Ratings: Reform remains well ahead of Center even after slight support fall
Opposition Reform Party remains most popular among voters according to a recent poll, outstripping the coalition Center Party by around 10 percentage points.
The poll, conducted by market researchers Norstat for NGO the Institute for Social Research (MTÜ Ühiskonnauuringute Instituut) finds the three coalition parties, the Center Party, the Conservative People's Party of Estonia (EKRE) and Isamaa, are supported by 42.4 percent of respondents, compared with 39.8 percent support going to the two opposition parties, Reform and the Social Democratic Party (SDE).
Reform remains nevertheless the most-supported party according to Norstat, picking up 31.3 percent support compared with 21.4 percent for the largest coalition party, Center.
Reform support falling but still by far most popular
Reform's support however continued a recent trend for a fall, according to Norstat, by 1.1 percentage points on the previous week's results.
Reform has 34 Riigikogu seats at the 101-seat chamber, Center has 25.
EKRE is again in third place with 15.4 percent support. The party first entered office in late April 2019 and has 19 seats.
Center and EKRE's support levels remain largely unchanged, Norstat says.
The big three are followed by a continually resurgent Estonia 200, which got 12.5 percent support in the latest Norstat poll, up from 11 percent the previous week. Estonia 200 has no seats at the Riigikogu, having narrowly missed out on winning any at the March 2019 election, but has consistently polled ahead of SDE (8.5 percent this week, 10 seats) and Isamaa (5.6 percent and 12 seats) for several weeks now – by 5 percentage points over six weeks, Norstat says.
Analyst: Voter participation rising
Analyst Martin Mölder says that the continued recent trend for greater voter participation is continuing, with 80 percent of respondents giving a preference.
Mölder said: "We have been seeing this trend in particular since spring of this year," adding that the planned marriage referendum has taken over from the coronavirus crisis as hot topic.
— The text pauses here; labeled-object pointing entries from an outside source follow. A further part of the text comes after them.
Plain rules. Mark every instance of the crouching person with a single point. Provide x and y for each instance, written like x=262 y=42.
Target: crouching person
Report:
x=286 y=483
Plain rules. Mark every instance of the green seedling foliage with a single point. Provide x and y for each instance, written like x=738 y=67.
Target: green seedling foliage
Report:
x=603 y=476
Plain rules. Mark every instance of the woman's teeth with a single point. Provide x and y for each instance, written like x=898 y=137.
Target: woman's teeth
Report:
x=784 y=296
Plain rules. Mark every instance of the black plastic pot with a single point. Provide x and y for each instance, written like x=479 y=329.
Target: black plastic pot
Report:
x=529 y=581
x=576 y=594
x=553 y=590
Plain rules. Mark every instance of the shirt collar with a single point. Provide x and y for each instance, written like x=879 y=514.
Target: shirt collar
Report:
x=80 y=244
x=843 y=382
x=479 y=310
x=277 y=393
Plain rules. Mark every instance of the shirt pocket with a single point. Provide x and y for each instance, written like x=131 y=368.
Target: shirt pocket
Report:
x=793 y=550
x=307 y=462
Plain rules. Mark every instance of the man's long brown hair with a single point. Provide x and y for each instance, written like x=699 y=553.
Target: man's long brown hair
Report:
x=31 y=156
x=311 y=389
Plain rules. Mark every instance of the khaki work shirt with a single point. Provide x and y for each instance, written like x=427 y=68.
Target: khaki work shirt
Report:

A referendum on the definition of marriage, sponsored by EKRE, is planned for late April.
The issue has, however, not divided society in quite the way many have claimed, Mölder added, and has more constituted a problem for individual parties when forming a stance on it.
Isamaa in particular has seen division in the ranks, most recently when one of its MPs, Siim Kiisler, voted the referendum off the Riigikogu's agenda in his role on the parliament's constitutional committee.
The fall in uncommitted voters is also important, Mölder added, and goes against an overall trend in recent years across Europe for falling voter turnout, particularly in Central and Eastern European countries.
In its research, Norstat polls over 4,000 people and aggregates over a four-week period, claiming a +/- 1.55 percent error margin in so doing.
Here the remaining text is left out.